Shoes are worn outdoors only.
Japanese people take their shoes off at the entrance hall. In Western nations, it’s common to use mats right before going inside to remove dirt from shoes. In Japan, you step up to an indoor level from outside. Also, front doors in Japan open out to make space for people to take their shoes off and leave them before stepping up.
Hold your rice bowl in your hand.
When eating traditional Japanese cuisine, you are supposed to hold your bowls (such as rice bowls and soup bowls) in your hands.
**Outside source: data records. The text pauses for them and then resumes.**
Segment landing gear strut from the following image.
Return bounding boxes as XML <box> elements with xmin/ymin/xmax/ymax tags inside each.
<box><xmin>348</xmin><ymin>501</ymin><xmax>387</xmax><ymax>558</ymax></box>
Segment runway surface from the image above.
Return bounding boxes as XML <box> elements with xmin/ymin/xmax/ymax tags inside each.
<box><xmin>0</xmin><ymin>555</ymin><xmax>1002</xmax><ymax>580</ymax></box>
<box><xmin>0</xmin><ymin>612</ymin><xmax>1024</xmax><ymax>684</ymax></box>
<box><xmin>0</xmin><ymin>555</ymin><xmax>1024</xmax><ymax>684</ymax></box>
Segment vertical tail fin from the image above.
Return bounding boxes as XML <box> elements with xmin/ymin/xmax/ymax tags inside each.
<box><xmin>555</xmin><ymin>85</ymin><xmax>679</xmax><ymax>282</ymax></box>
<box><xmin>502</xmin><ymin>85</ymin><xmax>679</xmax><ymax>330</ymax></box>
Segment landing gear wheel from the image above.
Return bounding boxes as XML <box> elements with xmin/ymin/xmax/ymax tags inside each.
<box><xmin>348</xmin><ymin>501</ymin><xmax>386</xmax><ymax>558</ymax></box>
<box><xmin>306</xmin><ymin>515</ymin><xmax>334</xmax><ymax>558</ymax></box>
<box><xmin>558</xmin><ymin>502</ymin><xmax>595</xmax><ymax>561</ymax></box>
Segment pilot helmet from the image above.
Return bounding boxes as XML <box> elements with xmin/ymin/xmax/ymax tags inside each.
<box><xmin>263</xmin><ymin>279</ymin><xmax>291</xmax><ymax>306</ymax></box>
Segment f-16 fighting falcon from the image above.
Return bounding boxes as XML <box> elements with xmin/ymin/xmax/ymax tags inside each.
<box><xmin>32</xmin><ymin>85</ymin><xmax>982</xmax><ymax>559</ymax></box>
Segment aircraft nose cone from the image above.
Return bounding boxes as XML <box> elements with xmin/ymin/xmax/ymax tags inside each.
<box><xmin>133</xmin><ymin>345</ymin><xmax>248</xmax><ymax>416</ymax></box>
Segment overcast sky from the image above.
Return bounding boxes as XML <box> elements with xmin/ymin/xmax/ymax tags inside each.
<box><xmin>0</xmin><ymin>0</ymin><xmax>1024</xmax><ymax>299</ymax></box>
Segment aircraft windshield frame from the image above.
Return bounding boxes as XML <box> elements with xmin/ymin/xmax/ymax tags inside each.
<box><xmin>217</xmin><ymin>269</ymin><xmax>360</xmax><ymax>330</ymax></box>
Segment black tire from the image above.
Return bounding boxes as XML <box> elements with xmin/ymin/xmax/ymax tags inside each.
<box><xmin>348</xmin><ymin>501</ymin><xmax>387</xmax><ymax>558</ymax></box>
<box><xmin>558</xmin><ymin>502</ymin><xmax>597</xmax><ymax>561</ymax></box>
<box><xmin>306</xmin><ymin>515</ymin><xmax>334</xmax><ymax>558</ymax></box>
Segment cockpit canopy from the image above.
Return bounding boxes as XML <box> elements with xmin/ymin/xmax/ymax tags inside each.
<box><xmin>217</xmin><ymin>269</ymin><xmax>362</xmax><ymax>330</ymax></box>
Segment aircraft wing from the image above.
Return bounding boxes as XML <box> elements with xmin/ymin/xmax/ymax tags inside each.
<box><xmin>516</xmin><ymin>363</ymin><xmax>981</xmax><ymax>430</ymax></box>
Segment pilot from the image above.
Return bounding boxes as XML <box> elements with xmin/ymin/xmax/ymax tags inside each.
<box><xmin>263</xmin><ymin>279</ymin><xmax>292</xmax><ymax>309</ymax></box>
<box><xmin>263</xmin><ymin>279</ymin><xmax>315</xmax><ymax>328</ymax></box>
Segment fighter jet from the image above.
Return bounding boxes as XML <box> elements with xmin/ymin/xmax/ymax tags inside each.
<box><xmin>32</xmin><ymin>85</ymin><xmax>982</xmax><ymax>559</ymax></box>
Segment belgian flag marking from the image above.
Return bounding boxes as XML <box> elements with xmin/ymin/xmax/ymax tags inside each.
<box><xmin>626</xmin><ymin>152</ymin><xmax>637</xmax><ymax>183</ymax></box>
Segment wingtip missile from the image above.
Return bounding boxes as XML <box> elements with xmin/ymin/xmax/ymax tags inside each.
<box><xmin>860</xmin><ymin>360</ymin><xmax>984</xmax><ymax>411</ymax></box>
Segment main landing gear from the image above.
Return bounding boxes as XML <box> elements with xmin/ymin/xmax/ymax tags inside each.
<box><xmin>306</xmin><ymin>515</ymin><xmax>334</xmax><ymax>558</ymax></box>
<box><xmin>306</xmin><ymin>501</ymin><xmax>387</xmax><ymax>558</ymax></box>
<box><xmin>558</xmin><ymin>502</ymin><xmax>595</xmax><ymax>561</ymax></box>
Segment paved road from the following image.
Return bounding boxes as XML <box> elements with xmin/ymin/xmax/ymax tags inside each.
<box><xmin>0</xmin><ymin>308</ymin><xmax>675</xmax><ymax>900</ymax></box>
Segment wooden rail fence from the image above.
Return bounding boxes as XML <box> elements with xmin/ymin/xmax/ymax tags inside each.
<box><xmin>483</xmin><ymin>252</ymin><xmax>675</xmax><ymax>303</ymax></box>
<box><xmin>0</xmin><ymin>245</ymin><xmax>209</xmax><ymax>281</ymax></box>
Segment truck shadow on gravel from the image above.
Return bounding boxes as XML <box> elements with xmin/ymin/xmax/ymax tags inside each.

Not doing so is considered poor etiquette.
Number 4 is bad luck.
It is a superstition, but Japanese people dislike the number 4 because it is pronounced as “shi” which also sounds like death. It’s not uncommon to skip apartment numbers that include fours. When purchasing a gift, it might be good to avoid a set of 4.
Let’s not eat while walking.
Traditionally, eating while walking is considered poor etiquette. You are also expected to refrain from eating on public buses or trains. The only exception to this rule is ice cream, which is considered acceptable to eat while walking.
Please only use restroom slippers in restrooms.
Since you are expected to take your shoes off indoors, individual homes and some establishments such as restaurants, temples, etc. have slippers available for you to use indoors. Furthermore, there can be separate sets of slippers used only for restrooms. It’s important not to step in a restroom wearing regular slippers.
Tips are not expected.
Many nations have the custom of paying tips for hotel doormen, tour guides, and wait staff in restaurants. There is no tipping custom in Japan. Even when someone demands a tip, you do not need to oblige, as it is not a custom.
Please do not blow your nose in public.
People regard blowing your nose in public rude and they feel disgusted by it. Most Japanese look for private places to blow their noses or simply endure their discomfort. If you must, try not to make too much noise. Also, please use tissues and not your handkerchief.